Courant à travers le salon, Amaryllis sauta sur son frère. Elle entoura son cou de ses bras et le serra fort contre elle. La jeune femme arborait comme leur mère une longue chevelure blonde mais ses yeux brillait de reflet bleutés captivants. Desserrant ses bras, il plongea ses sublimes yeux dans ceux de Nalkas.
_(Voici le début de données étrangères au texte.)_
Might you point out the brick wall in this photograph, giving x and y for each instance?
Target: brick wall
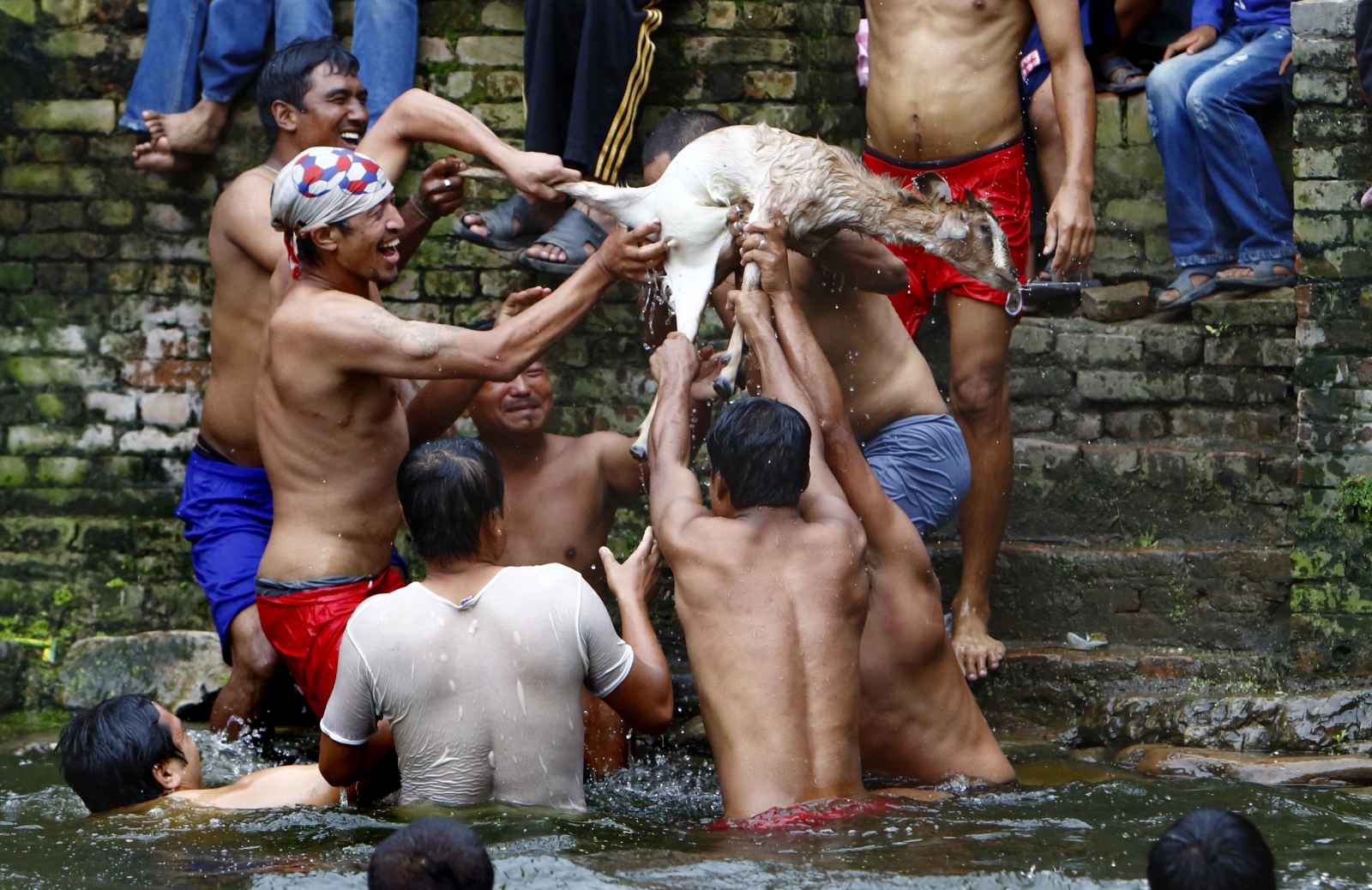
(1333, 597)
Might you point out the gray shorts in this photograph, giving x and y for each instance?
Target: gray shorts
(923, 464)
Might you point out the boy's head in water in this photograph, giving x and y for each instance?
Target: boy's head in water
(1212, 849)
(431, 855)
(759, 450)
(128, 750)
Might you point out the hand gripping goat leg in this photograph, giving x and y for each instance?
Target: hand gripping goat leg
(820, 188)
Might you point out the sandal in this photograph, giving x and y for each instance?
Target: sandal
(1117, 75)
(1188, 292)
(1264, 276)
(500, 226)
(571, 233)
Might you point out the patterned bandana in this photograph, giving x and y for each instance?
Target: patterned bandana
(320, 187)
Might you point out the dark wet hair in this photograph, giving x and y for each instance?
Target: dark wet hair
(109, 752)
(1212, 849)
(449, 487)
(286, 77)
(761, 450)
(678, 130)
(431, 853)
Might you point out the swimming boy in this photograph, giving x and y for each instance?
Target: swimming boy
(128, 752)
(479, 668)
(918, 722)
(329, 423)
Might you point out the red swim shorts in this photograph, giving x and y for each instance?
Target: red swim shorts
(814, 815)
(995, 176)
(306, 627)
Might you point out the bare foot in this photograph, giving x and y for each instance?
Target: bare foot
(978, 652)
(196, 132)
(158, 155)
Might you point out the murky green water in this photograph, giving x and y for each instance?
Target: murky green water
(1069, 825)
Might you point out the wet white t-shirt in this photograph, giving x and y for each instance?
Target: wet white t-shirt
(484, 698)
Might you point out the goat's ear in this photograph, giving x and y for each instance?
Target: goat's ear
(954, 226)
(933, 185)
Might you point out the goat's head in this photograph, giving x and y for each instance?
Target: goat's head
(964, 233)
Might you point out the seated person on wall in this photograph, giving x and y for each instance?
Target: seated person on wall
(560, 491)
(479, 670)
(309, 95)
(770, 588)
(1228, 215)
(587, 66)
(162, 99)
(331, 424)
(128, 752)
(892, 400)
(432, 853)
(917, 719)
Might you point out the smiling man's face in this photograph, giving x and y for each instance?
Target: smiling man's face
(519, 406)
(335, 109)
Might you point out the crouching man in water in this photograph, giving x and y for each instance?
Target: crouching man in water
(917, 718)
(129, 752)
(770, 588)
(479, 670)
(331, 425)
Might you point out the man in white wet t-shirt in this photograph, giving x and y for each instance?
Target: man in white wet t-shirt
(479, 670)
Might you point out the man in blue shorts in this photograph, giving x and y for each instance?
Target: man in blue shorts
(894, 404)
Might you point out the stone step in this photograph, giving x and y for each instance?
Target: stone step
(1124, 695)
(1213, 598)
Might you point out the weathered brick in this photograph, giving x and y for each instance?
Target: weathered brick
(1092, 350)
(165, 409)
(507, 16)
(720, 14)
(95, 116)
(1252, 352)
(1131, 386)
(496, 51)
(1135, 424)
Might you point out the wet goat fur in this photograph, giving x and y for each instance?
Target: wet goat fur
(820, 188)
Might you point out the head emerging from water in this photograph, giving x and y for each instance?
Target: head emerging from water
(761, 453)
(432, 853)
(453, 498)
(335, 208)
(128, 750)
(1212, 849)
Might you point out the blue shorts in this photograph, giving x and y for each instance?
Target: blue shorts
(226, 510)
(923, 465)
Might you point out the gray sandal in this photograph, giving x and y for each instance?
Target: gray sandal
(500, 226)
(571, 233)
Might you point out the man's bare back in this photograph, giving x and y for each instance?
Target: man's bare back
(773, 602)
(918, 720)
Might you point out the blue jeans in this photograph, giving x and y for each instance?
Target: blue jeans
(1225, 196)
(235, 32)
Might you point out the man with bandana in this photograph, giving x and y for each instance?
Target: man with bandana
(308, 95)
(331, 423)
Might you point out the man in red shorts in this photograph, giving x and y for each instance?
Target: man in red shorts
(944, 95)
(331, 423)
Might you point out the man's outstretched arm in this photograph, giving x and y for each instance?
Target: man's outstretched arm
(420, 117)
(1070, 233)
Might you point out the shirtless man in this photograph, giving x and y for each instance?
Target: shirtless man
(944, 96)
(331, 424)
(129, 752)
(309, 95)
(918, 720)
(894, 404)
(770, 586)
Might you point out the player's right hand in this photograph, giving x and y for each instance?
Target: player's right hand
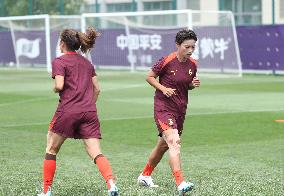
(168, 92)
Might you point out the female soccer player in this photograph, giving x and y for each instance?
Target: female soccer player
(177, 75)
(76, 114)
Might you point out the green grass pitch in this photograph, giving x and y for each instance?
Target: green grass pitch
(230, 146)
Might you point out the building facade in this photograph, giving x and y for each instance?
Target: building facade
(246, 12)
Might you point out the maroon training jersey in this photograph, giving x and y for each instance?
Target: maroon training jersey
(78, 91)
(176, 75)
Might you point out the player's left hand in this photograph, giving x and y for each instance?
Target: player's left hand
(196, 82)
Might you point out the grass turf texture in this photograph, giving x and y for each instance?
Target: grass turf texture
(231, 144)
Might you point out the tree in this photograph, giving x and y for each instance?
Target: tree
(32, 7)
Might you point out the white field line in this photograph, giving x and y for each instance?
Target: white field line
(49, 98)
(148, 116)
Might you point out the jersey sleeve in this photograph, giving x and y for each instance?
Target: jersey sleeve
(158, 67)
(93, 71)
(57, 68)
(194, 62)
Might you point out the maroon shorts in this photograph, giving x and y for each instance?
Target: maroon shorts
(169, 120)
(76, 125)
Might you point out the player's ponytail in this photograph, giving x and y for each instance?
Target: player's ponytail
(87, 40)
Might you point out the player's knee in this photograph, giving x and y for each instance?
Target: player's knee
(164, 147)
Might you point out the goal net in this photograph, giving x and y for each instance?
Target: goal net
(135, 40)
(32, 41)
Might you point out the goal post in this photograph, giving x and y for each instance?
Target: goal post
(135, 40)
(32, 41)
(22, 40)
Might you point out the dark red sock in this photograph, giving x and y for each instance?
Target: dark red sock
(49, 167)
(178, 177)
(105, 168)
Ils exprimaient quasiment textuellement la crainte passée et le bonheur présent qu'elle ressentait.

-Voyons Amaryllis, je vous ai déjà dit que vous ne deviez plus l'appeler ainsi désormais. Il n'est plus votre frère!
-Oh Freda, laisses la donc en paix avec ces histoires!
-Non père, mère à raison. C'est mon fiancé désormais et je dois le traiter comme tel.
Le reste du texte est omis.